Current guidelines limit administration of parenteral nutrition (PN) regimens containing lipid to 24 hours and regimens without lipid to 48 hours or longer because lipid putatively encourages contaminant growth. These guidelines are based on observations that lipid or the addition of lipid to initially lipid free PN regimens increases contaminant growth, but it is possible that increasing total regimen energy density by the addition of glucose to a PN regimen, with or without lipid, will also increase growth.

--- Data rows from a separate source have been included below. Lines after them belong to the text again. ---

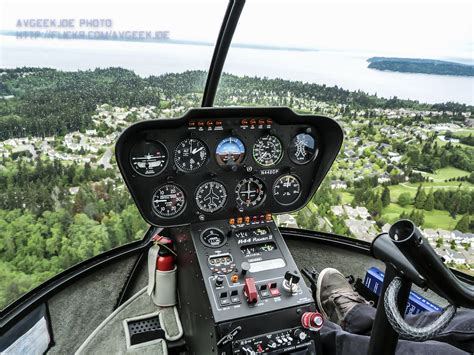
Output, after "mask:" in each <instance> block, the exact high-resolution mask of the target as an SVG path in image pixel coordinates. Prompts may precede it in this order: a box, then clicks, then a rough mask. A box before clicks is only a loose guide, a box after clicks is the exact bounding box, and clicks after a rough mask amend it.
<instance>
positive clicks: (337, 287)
mask: <svg viewBox="0 0 474 355" xmlns="http://www.w3.org/2000/svg"><path fill="white" fill-rule="evenodd" d="M317 287H318V289H317V292H316V301H317V303H318V307H319V310H320V312H321V314H322V315H323V316H324V317H325V318H326V319H329V320H330V321H331V322H334V323H336V324H339V325H341V324H342V321H343V320H344V318H345V317H346V315H347V313H349V311H350V310H351V309H352V308H354V306H356V305H358V304H371V303H370V302H368V301H366V300H365V299H364V298H363V297H362V296H360V295H359V294H358V293H357V292H355V291H354V290H353V288H352V286H351V285H350V283H349V282H348V281H347V280H346V278H345V277H344V275H343V274H341V273H340V272H339V271H337V270H336V269H332V268H327V269H324V270H323V271H321V273H320V274H319V277H318V282H317Z"/></svg>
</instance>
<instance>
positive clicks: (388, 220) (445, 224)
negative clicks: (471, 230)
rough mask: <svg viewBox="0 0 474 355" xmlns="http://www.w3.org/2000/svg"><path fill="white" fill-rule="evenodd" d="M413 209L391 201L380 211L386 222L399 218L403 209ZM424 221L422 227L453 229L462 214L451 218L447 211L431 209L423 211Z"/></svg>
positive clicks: (409, 212)
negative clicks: (382, 215) (388, 204)
mask: <svg viewBox="0 0 474 355" xmlns="http://www.w3.org/2000/svg"><path fill="white" fill-rule="evenodd" d="M412 209H413V206H407V207H400V206H399V205H398V204H396V203H391V204H390V205H388V206H387V207H385V208H384V209H383V211H382V214H383V217H384V218H385V220H386V221H387V222H388V223H393V222H395V221H396V220H398V219H399V217H400V214H401V213H402V212H403V211H405V212H407V213H410V212H411V210H412ZM423 213H424V215H425V222H424V223H423V228H433V229H438V228H441V229H446V230H454V227H455V226H456V223H457V222H458V221H459V220H460V219H461V217H462V216H456V219H453V218H451V216H450V215H449V213H448V211H441V210H433V211H424V210H423Z"/></svg>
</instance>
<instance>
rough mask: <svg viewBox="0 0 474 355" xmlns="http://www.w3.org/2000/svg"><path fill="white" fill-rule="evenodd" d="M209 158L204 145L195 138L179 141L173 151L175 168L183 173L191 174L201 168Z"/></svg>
mask: <svg viewBox="0 0 474 355" xmlns="http://www.w3.org/2000/svg"><path fill="white" fill-rule="evenodd" d="M208 157H209V153H208V151H207V147H206V145H205V144H204V143H203V142H202V141H200V140H199V139H196V138H188V139H185V140H183V141H181V142H180V143H179V144H178V146H177V147H176V149H175V151H174V162H175V164H176V166H177V167H178V168H179V169H180V170H182V171H185V172H193V171H196V170H197V169H199V168H200V167H202V166H203V165H204V164H205V163H206V161H207V158H208Z"/></svg>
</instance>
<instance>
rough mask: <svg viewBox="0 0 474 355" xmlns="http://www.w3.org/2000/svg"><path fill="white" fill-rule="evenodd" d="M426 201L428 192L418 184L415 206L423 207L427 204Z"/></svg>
mask: <svg viewBox="0 0 474 355" xmlns="http://www.w3.org/2000/svg"><path fill="white" fill-rule="evenodd" d="M425 201H426V193H425V190H424V189H423V187H422V185H420V186H418V190H417V192H416V196H415V207H416V208H420V209H421V208H423V207H424V206H425Z"/></svg>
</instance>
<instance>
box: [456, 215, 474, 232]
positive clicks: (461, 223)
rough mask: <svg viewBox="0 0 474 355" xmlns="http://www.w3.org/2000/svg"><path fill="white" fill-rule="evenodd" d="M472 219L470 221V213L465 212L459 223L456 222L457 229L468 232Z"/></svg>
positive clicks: (461, 231)
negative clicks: (469, 215)
mask: <svg viewBox="0 0 474 355" xmlns="http://www.w3.org/2000/svg"><path fill="white" fill-rule="evenodd" d="M470 223H471V221H470V217H469V215H467V214H465V215H464V216H462V218H461V219H460V220H459V221H458V223H456V227H455V228H456V229H457V230H458V231H461V232H463V233H467V232H469V225H470Z"/></svg>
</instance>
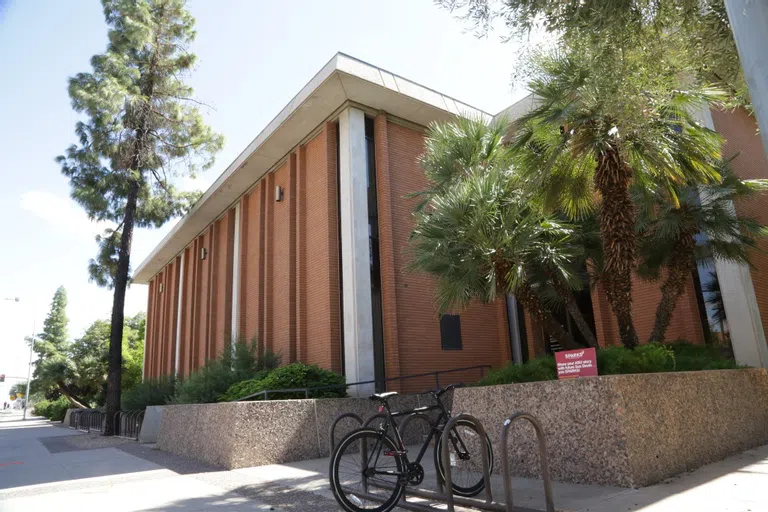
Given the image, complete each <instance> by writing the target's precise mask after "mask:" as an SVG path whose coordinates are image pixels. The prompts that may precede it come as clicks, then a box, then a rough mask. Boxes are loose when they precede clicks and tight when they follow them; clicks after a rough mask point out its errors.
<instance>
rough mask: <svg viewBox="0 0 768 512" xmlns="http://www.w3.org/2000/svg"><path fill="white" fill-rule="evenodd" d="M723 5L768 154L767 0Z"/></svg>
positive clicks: (760, 134)
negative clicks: (766, 48)
mask: <svg viewBox="0 0 768 512" xmlns="http://www.w3.org/2000/svg"><path fill="white" fill-rule="evenodd" d="M725 8H726V10H727V11H728V20H729V21H730V22H731V29H732V30H733V38H734V39H735V40H736V49H737V50H738V51H739V60H741V67H742V69H743V70H744V77H745V78H746V79H747V86H748V87H749V96H750V100H751V101H752V106H753V107H754V109H755V115H756V117H757V124H758V125H760V135H761V137H762V138H763V151H765V154H766V155H768V52H766V48H768V2H766V1H765V0H726V1H725Z"/></svg>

This study aimed to examine the effect of non-protein energy density of PN regimens on growth of Staphylococcus epidermidis and whether this depends on the proportion of energy derived from glucose or lipid.

Staphylococcus epidermidis (NCTC 11047) was inoculated into multilayered PN bags with final concentrations of 8, 11, 14, and 17% w/v glucose (×4 of each) in both the absence and presence (5% w/v) of lipid (Clinoleic). Trace elements, vitamins, electrolytes and amino acids (Synthamin; final concentration 4.5 gN/L) were constant in all regimens. Microbial colony forming units (cfu)/ml were obtained at time 0 (after inoculation aiming to yield about 50 cfu/ml) and at 48 hours using duplicate blood agar plates. Using multiple regression analysis the 48 hour results were adjusted for cfu/ml at time 0, pH, total non-protein energy and proportion of non-protein energy as glucose.

Overall growth increased only slightly from a mean of 32.6±1.4(se) cfu/ml to 55.2±2.9(se) cfu/ml, with no significant effect of pH (P=0.329). Growth was enhanced by total energy (27.7±8.0(se) cfu/ml increase per 1Mcal (1000 kcal); P=0.002). Growth was also independently enhanced by an increase in the relative proportion of glucose to lipid but this was not significant (2.6±1.6(se) cfu/ml increase per 10% increase in the proportion of energy derived from glucose relative to lipid; P=0.119).

Although current guidelines on the duration of infusion of PN consider the presence and absence of lipid on growth of contaminants, this work with Staphylococcus epidermidis suggests that they should also consider the total energy density of the regimen, and, to a lesser extent, the proportion of non-nitrogen energy as glucose.

This study was supported by the 2010 Galen Award from the Pharmacy Practice Research Trust.